Happily the peasant woman came in with tea, and I sat down wearily with my head in my hands, utterly dispirited and discouraged. Only the fierce determination to make it come right roused me and I went at it again. He said, as he watched me: “When your teeth are clenched and you are fighting with your work, _vous êtes encore femme_.” I asked him to take off his pince-nez, as they hampered me. He hates doing this, he says he feels _désarmé_ and absolutely lost without them. It seemed akin to physical pain taking them off--they have become part of him and the loss of them completely changes his individuality. It is a pity, as they rather spoil an otherwise classical head.

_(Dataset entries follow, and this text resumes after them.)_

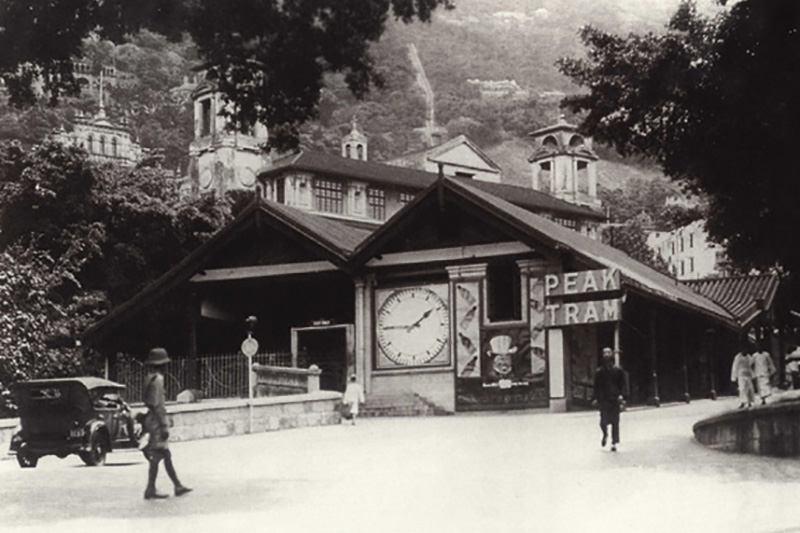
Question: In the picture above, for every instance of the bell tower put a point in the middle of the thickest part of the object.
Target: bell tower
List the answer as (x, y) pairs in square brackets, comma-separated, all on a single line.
[(354, 144), (564, 164)]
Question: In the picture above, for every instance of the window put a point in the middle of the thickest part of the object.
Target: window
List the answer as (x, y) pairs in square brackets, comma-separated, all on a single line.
[(328, 196), (376, 203), (406, 197), (503, 291), (205, 117), (280, 191)]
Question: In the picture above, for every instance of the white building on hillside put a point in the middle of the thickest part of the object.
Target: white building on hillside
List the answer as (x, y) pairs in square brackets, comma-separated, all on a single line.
[(689, 252)]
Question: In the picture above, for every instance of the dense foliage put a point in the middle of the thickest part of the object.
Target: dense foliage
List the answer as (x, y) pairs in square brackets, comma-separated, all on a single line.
[(714, 102), (268, 57), (77, 239)]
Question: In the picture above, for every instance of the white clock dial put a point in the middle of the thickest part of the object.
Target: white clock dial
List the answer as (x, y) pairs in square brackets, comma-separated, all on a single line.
[(413, 326)]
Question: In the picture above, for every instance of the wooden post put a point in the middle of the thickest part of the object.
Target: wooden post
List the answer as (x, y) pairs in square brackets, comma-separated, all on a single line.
[(193, 313), (685, 357), (655, 400)]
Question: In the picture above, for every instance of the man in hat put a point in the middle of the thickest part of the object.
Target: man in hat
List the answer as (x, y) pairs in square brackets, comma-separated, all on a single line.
[(609, 396), (157, 427), (764, 368), (742, 374)]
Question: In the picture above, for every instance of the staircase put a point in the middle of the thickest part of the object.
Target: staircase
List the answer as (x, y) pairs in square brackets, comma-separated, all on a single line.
[(400, 404)]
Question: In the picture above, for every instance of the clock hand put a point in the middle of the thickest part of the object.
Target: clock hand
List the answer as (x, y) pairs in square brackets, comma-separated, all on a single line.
[(416, 324)]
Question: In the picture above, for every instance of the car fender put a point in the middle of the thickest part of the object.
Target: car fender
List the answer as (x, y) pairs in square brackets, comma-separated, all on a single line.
[(97, 427)]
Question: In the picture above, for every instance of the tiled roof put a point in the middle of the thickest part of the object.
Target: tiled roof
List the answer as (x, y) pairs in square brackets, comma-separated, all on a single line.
[(744, 296), (636, 273), (322, 163), (337, 236)]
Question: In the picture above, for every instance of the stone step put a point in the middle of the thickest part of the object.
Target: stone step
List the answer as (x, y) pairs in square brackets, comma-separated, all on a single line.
[(404, 404)]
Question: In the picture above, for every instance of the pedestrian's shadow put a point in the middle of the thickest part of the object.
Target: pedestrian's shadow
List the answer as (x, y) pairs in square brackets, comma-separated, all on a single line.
[(682, 454)]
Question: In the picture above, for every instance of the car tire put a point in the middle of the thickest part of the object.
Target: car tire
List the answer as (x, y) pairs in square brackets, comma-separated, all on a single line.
[(96, 456), (27, 461)]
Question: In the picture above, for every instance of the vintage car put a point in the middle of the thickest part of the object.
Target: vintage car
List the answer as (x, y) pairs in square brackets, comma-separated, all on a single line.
[(84, 415)]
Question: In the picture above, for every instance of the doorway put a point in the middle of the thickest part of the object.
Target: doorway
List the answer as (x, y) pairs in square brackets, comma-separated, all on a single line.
[(328, 347)]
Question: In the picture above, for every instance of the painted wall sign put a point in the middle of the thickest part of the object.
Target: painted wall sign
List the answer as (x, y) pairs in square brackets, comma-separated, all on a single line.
[(583, 282), (574, 313)]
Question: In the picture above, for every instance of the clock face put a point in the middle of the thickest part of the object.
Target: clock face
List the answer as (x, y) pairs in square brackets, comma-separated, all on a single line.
[(412, 326)]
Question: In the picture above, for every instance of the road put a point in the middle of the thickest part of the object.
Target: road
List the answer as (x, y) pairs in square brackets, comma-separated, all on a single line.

While he was standing there helplessly with half-closed eyes, he remarked on my name being
spelt in the same way as that of the playwright. I explained that I had married a direct descendant. He was interested and said, “The School for Scandal” and “The Rivals,” had been translated and were occasionally acted here in Russian. He then got on to Shakespeare. I wish I could recall the words in which he described his appreciation, exclaiming finally: “If England had never produced anything else, she would have justified her existence.” We disagreed as to Byron and Shelley. He, like others I have met here, preferred Byron, and insisted in spite of my assertions to the contrary that Byron was the greater Revolutionary of the two. He was surprised that I loved Swinburne. He said he would have thought me too much of this world to love the spirituality of Swinburne. I said: “One has one’s dreams.” He gave a sigh. “Yes,” he said, “we all have our dreams----”
When, at the end of the evening, I was dissatisfied with my work and feeling suicidal I asked him:
“May I come back and work to-morrow night?”